BMV-Geschäftsführer Bartels: „Schon heute ist es für Mieter:innen kaum möglich, ihre komplexe Heizkostenabrechnung nachzuvollziehen und auf Fehler zu prüfen.“
Das GModG schwächt nicht nur den Klimaschutz im Einzelgebäude, sondern auch die kommunale Wärmeplanung insgesamt. Das zeigt der Berliner Wärmeplan 2026 exemplarisch:
Berlin hat sich verpflichtet, den CO₂-Ausstoß im Wärmesektor bis 2030 auf 4,03 Millionen Tonnen zu senken – das interne Zwischenziel für 2025 wurde bereits verfehlt. Ein zentraler Baustein der Berliner Wärmewende sind neue Wärmenetze. Ihre Wirtschaftlichkeit hängt aber entscheidend davon ab, dass die Nachfrage nach fossiler Wärme sinkt.

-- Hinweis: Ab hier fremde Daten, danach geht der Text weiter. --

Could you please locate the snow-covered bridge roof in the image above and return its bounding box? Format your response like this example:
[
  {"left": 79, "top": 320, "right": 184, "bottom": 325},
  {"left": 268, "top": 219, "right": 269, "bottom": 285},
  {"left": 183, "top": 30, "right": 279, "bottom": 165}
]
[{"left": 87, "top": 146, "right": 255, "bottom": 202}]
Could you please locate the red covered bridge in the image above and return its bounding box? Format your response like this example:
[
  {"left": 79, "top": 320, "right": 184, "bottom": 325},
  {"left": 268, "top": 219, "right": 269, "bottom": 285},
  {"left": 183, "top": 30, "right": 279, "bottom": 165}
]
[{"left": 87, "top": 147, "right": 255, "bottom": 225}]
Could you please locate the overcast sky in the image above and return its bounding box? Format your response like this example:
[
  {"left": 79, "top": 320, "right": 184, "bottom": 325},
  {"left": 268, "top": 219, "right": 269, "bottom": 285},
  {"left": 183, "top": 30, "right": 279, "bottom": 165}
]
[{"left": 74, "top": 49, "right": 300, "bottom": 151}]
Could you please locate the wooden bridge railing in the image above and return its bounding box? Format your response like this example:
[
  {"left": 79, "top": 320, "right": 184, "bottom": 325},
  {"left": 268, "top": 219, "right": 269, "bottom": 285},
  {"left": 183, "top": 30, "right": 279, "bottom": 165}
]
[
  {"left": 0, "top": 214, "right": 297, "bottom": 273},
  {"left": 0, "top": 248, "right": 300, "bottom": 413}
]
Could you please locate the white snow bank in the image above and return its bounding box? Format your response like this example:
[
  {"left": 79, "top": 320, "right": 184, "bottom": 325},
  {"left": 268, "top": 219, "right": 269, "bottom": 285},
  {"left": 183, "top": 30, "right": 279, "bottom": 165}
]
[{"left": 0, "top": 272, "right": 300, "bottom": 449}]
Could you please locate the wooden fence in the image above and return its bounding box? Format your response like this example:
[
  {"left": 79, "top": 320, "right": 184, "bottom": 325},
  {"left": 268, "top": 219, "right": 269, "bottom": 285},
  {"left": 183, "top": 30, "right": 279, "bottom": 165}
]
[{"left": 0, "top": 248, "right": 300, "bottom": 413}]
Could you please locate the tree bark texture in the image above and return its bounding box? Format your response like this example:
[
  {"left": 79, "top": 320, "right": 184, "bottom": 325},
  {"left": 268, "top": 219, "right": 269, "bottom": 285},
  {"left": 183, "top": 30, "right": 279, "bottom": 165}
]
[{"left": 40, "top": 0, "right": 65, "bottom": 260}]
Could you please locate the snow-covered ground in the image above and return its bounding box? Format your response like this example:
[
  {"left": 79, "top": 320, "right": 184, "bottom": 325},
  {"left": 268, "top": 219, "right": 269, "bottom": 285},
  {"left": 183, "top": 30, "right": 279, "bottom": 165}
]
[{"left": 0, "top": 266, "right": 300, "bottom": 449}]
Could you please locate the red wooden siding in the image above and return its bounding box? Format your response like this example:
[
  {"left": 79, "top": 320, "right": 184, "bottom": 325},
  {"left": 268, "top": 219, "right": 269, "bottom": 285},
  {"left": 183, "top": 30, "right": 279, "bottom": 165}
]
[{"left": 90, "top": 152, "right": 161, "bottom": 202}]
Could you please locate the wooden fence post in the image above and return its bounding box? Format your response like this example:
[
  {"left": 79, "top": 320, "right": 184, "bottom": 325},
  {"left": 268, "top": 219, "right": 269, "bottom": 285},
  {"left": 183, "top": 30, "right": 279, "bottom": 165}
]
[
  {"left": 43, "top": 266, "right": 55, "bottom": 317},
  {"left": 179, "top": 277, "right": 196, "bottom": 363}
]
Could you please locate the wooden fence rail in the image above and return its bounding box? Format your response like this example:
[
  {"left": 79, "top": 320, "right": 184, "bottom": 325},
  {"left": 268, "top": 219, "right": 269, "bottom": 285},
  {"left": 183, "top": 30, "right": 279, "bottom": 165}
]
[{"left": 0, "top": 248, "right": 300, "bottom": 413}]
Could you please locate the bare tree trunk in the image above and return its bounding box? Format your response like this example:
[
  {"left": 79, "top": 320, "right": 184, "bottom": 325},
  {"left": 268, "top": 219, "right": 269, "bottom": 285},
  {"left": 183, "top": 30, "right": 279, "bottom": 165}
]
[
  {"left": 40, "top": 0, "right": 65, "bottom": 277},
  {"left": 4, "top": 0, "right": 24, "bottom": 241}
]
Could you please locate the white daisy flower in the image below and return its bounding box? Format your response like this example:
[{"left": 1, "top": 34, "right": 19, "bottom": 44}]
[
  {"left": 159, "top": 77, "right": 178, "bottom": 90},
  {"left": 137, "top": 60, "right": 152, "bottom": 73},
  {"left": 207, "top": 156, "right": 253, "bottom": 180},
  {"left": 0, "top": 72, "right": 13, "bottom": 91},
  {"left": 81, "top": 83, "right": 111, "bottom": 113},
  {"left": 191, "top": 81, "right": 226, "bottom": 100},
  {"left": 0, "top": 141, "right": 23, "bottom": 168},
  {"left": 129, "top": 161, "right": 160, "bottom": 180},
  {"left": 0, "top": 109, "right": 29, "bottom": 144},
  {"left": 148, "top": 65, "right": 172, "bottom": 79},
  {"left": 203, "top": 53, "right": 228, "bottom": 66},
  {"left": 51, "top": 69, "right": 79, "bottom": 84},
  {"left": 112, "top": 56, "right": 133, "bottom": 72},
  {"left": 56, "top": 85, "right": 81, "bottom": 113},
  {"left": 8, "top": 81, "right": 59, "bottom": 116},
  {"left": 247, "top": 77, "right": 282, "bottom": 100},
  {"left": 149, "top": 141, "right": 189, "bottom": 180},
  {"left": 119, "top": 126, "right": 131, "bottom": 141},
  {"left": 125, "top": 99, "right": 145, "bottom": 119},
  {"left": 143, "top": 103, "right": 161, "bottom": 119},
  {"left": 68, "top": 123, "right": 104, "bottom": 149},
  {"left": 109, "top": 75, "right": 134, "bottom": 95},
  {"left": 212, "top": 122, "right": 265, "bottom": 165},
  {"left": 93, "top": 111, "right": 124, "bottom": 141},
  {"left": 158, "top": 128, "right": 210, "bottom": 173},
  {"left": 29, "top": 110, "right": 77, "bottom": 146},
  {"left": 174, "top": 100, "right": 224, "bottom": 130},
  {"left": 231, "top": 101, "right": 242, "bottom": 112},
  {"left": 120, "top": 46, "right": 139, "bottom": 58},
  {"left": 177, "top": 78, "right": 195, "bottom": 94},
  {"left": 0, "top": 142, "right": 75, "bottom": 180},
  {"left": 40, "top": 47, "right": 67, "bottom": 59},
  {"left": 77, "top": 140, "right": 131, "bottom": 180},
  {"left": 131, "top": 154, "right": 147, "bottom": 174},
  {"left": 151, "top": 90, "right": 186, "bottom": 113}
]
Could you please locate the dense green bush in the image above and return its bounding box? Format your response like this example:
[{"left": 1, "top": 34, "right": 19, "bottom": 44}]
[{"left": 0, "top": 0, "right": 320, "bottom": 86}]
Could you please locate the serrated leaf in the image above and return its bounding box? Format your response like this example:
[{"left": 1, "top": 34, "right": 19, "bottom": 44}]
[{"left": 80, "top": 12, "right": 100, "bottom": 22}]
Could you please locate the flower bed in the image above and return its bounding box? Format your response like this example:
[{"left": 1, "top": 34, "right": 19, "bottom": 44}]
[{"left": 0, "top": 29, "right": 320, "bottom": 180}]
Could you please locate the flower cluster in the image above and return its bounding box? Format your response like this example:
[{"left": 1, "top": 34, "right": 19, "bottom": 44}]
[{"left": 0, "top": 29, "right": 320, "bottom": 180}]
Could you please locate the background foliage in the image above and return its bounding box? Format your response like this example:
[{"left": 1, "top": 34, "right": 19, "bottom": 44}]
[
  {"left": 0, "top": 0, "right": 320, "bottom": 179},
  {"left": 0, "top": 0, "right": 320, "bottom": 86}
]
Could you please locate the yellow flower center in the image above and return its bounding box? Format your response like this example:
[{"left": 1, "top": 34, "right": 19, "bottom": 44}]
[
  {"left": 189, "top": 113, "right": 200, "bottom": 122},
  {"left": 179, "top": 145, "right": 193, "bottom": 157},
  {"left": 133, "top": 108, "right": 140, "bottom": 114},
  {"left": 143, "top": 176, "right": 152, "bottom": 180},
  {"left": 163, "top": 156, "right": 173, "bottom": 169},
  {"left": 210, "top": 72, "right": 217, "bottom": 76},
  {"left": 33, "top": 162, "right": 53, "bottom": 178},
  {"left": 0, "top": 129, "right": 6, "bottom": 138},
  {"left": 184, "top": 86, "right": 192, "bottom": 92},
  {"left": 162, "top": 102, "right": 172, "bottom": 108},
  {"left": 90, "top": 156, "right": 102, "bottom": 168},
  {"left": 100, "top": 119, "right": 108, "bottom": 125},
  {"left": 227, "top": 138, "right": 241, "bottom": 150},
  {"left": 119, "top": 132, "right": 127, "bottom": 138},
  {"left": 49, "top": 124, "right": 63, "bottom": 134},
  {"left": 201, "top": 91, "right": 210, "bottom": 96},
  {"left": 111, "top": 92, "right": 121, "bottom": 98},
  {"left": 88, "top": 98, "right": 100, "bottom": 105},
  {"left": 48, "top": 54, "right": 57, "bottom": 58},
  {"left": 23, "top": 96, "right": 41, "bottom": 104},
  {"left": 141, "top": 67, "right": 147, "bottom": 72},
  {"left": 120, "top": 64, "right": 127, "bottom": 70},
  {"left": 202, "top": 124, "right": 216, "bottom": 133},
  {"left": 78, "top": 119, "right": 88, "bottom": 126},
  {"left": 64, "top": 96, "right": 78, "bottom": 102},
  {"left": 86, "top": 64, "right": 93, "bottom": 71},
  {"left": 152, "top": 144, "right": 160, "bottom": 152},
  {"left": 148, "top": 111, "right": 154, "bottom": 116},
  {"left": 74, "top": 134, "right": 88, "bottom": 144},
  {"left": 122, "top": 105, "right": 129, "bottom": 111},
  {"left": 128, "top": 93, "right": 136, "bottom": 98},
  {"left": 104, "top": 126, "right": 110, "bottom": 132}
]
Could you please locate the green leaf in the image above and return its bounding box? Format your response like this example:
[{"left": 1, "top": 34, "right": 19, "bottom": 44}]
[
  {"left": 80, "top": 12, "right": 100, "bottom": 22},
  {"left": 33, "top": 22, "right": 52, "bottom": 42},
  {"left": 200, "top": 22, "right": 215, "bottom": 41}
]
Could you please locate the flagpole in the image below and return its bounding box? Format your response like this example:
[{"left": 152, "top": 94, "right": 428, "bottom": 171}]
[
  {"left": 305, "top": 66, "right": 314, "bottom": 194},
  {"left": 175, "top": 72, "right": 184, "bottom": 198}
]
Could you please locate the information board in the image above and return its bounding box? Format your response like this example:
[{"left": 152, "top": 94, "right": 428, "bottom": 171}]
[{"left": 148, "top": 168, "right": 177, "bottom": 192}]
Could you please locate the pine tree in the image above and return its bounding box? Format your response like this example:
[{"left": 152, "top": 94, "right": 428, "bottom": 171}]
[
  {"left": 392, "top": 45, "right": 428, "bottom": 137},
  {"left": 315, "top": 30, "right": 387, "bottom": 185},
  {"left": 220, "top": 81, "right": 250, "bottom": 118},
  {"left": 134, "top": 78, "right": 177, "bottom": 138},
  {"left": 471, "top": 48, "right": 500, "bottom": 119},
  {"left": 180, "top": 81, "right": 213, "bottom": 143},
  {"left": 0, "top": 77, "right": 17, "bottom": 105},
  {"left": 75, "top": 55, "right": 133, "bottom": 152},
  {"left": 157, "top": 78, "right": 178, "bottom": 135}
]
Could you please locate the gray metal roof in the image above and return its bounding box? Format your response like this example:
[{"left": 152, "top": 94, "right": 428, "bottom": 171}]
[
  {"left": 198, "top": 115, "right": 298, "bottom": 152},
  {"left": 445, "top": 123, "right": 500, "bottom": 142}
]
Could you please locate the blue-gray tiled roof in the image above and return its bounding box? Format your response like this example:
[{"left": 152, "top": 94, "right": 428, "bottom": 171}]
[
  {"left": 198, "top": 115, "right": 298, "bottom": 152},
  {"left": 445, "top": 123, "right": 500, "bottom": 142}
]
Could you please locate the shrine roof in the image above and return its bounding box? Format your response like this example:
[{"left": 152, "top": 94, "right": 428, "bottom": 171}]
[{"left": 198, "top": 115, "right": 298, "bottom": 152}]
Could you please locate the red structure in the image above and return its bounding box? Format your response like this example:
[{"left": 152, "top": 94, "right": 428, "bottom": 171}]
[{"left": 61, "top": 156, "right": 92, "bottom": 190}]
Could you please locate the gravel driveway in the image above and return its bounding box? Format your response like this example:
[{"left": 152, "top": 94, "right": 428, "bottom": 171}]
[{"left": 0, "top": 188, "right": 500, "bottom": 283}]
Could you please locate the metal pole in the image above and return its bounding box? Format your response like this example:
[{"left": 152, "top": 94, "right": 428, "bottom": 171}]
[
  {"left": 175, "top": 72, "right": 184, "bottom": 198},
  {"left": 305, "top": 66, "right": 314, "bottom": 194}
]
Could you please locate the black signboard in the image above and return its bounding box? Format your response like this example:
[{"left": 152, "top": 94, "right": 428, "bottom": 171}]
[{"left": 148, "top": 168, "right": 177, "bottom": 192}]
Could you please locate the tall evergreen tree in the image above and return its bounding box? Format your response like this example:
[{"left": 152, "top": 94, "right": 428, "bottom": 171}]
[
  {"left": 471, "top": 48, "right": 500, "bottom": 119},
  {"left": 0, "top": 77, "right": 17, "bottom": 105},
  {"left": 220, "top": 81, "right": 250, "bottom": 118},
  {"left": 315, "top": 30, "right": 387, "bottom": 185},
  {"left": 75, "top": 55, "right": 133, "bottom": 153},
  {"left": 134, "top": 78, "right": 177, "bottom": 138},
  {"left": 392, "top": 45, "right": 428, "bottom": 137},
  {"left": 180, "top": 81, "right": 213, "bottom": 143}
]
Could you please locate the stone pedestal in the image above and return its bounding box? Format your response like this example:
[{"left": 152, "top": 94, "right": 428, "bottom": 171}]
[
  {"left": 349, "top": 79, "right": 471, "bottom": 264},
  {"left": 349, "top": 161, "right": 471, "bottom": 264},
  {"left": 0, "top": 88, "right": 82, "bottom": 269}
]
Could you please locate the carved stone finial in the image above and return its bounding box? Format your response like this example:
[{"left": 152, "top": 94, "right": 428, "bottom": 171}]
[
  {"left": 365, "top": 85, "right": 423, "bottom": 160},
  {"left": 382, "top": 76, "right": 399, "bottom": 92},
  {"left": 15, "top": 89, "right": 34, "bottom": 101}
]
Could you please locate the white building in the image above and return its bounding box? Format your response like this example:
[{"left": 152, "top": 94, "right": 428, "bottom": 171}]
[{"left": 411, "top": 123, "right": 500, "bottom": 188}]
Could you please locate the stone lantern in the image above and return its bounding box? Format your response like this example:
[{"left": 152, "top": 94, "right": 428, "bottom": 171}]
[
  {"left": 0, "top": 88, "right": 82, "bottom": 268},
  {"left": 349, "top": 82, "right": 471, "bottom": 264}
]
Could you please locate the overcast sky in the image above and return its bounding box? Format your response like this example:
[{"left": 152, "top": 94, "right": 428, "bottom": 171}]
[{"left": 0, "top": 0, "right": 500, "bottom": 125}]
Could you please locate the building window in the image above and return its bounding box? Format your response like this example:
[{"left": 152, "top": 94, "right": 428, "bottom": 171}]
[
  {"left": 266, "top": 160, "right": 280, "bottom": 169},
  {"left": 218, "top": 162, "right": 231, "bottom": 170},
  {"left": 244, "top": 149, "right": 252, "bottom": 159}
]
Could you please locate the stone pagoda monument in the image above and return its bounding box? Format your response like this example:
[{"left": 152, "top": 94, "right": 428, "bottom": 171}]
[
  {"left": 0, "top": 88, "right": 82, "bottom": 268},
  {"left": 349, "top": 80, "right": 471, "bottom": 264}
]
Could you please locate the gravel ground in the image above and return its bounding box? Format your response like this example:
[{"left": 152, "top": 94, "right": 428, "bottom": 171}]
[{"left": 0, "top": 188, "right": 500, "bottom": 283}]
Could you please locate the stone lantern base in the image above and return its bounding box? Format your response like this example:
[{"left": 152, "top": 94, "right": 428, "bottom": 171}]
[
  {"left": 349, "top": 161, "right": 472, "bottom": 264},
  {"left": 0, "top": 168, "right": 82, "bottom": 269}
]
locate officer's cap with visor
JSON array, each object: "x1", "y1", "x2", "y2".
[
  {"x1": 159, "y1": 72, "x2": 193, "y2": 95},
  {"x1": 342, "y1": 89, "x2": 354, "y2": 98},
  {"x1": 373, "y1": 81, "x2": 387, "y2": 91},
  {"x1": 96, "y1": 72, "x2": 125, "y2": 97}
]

„Das GModG bewirkt doch das Gegenteil: Weil ein relevanter Teil der Nachfrage weiterhin bei Öl und Gas bleibt, verschlechtert es die Wirtschaftlichkeit gerade der Wärmenetze, auf die Berlin für seine Klimaziele angewiesen ist“, so BMV-Geschäftsführer Sebastian Bartels. „Allein die Ankündigung des neue GMOdG hat die Entscheidung vieler Vermieter:innen für einen Anschluss an das Fernwärmenetzt verzögert. Vermieter:innen schieben ihre Entscheidungen über eine klimagerechte Heizungsart auf den Sankt Nimmerleinstag – damit werden Klimaschutzziele nicht erreicht.“
Der Bundesrat hat bereits am 12. Juni 2026 eine Länderöffnungsklausel gefordert, die es Bundesländern erlauben würde, strengere Anforderungen an die Wärmeversorgung von Gebäuden zu stellen. Der Berliner Mieterverein unterstützt diese Forderung ausdrücklich – und erwartet, dass sich der Berliner Senat auf Bundesebene aktiv dafür einsetzt.
Der Berliner Mieterverein fordert:
- dem Gebäudemodernisierungsgesetz in der vorliegenden Form nicht zuzustimmen;
- die Länderöffnungsklausel im Sinne der Bundesratsstellungnahme zu verankern, damit Länder wie Berlin eigene, wirksamere Standards setzen können;
- Vermietende, die sich für eine neue fossile Heizung entscheiden, sollen die CO₂-Kosten vollständig selbst tragen, statt sie teilweise auf Mieter:innen abzuwälzen;
- Nachweis-, Abrechnungs- und Dokumentationspflichten sind spürbar zu vereinfachen, statt neue Bürokratie aufzubauen, die vor allem Mieter:innen und Kleinvermietende überfordert.